Explore

PFS

Executive Summary

This PFS document outlines the vision of Meesho’s Search. Through this PFS exercise, we have focused on the need to shift from a query volume-driven approach to a more user-centric (long tail focus) model. We analysed the current search metrics, identified key problems and envisioned search through a new lens.

The key takeaways from this exercise are-

Vision: Make Meesho the go-to app for product searches and become a truly long tail, multi-modal search system that caters to users’ individual preferences.

Best-in-Class Metrics: Improve search aided awareness, search adoption, query market share, CTR and MRR while reducing time to first click and increasing conversion rates (Current long tail CTR is 2.1% whereas that for head is 2.8%; long tail MRR is 0.11 whereas that for head is 0.14).

Problems: Top relevance issues in Search include ineffective understanding of query and attributes (~26% sessions, ~3% NMV opp), inaccurate product type retrieval (~10% sessions, ~1.5% NMV opp), and vernacular queries (~1% sessions, ~0.5% NMV opp).

System architecture: Vision backwards design proposed to solve for long tail query problems and considering multi modal inputs.

Align on the short term trade-offs: Since we are proposing to change the roadmap to solve the problems listed on long tail queries, we want to align on a 0.7% NMV/Vi tradeoff for this cycle (Reduce goal of 1.5% this cycle to 0.8%). We plan to recover this tradeoff by taking a goal of 2% NMV/Vi till Dec’25.

Objective

The objective of the document is to envision the future of search at Meesho. So far, our approach to solving for Meesho’s search was driven by query volume. Our focus was more on head and torso queries (~75% sessions) and less on tail, which has limited our scope to immediate needs rather than long-term growth opportunities.

Opportunity: Also, we realised that our torso conversion is only marginally better than tail conversion but head conversion is almost twice that of torso and tail, which presents an opportunity of ~5% plat level conversion through improvement in ~45% sessions (long tail).

Scope of this doc-

This document focuses on understanding the current problems in search results’ relevance at Meesho Search especially on long tail queries, the metrics we look at and the opportunity that exists.

This document does not detail the implementation plans but focuses on vision, problems, challenges with current system and high-level solutions.

Why envision now?-

Unstructured User Queries: We receive around 17M unique queries everyday of which 11M are tail queries. The number of unique tail queries has increased by 10% in the last 6 months. We have identified that even though we are a long tail e-commerce platform knowing that our users express themselves in an unstructured way, we do not serve tail queries very well (Current head CTR 2.9% vs long tail CTR 2.4%). Our major focus has been on improving for Head and Torso queries which has to be shifted to Tail queries.

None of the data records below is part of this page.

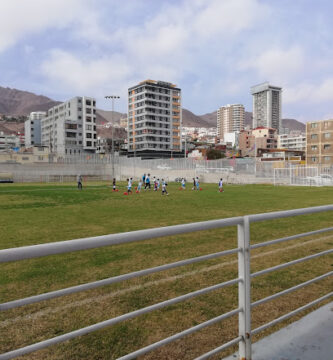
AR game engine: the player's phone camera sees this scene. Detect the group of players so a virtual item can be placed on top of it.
[77,174,224,195]
[112,173,224,195]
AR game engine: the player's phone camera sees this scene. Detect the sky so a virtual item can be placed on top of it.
[0,0,333,122]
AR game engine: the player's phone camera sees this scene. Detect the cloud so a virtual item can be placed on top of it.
[0,0,105,53]
[41,49,130,95]
[283,77,333,104]
[239,46,306,86]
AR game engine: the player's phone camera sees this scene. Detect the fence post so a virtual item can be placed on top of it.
[237,216,251,360]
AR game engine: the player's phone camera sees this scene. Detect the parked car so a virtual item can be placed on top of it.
[306,174,333,186]
[157,164,171,170]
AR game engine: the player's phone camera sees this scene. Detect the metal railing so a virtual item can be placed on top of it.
[0,205,333,360]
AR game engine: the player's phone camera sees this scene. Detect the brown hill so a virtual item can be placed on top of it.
[0,86,60,116]
[0,86,305,133]
[182,108,209,127]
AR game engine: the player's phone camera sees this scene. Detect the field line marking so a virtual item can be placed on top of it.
[0,235,333,328]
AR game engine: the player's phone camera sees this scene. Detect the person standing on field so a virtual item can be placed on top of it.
[162,179,169,195]
[77,175,82,190]
[182,178,186,190]
[219,178,224,192]
[145,174,150,190]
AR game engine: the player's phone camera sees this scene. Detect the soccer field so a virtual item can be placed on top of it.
[0,183,333,359]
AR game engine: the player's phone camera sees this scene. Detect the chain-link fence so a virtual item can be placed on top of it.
[0,154,333,186]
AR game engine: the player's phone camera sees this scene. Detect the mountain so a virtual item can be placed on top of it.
[182,108,209,127]
[0,86,60,116]
[0,86,305,133]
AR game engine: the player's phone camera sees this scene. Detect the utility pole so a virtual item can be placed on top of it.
[105,95,120,177]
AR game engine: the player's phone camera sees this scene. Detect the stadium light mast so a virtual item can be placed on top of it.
[105,95,120,177]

Technological Advancements: Technological advancements around GenAI and new techniques in machine learning algorithms give us the confidence to create systems that can help in understanding the query better and improve relevance of results.

Search Vision

Vision- Make Meesho the go-to app for product searches and become a truly long tail multi-modal search system that caters to users’ individual preferences

By envisioning a forward-thinking search structure, we aim to:

Become the go-to platform for any product search for India: When users think of a product, their first instinct should be to open the Meesho app. {Aim for high Search Aided Awareness and high query market share}

Be a truly long tail search platform: Deliver the best-in-class relevance using artificial general intelligence even when a query is absolutely new on the platform. {Aim for high CTR}

Deliver a truly inclusive and multi-modal search experience: Empower users to interact with Meesho app through voice, image, text, and video-based search, making the journey seamless regardless of input preference. {Aim for high Search adoption}

Understand and serve the user intent: Surface relevant products that are highly personalised to the users’ preferences {Aim for high MRR}

For this PFS, the focus is on relevance of search results. We plan to cover experience and personalisation related points in separate sessions.

Search Excellence Metrics

To understand how current search performs, we went through the metrics and the numbers we trend at today. The key insight is that we significantly lag behind in relevance metrics for long tail compared to head, especially in CTR, MRR and No clicks sessions.

Table 83

Table 83

Metric type

Metric & Current value (Jan'25)

Definition

Takeaway

Trend

Excellence metrics {Output}

Search Aided Awareness (33% Meesho)

When you think of online shopping, which app do you use first to search for the product? Google, Meesho, Amazon, Flipkart, others please specify

Meesho is the go-to app for females and Tier 2, 3, 4 users. But for Metros and males, it is Flipkart /Amazon. Note: We plan to understand whether the users are clear that the question is around search since there is a probability of confusion here.

⁠

Query market share (23.5%)

{Source- Bobble}

Of all search queries across apps, what volume is captured by Meesho app?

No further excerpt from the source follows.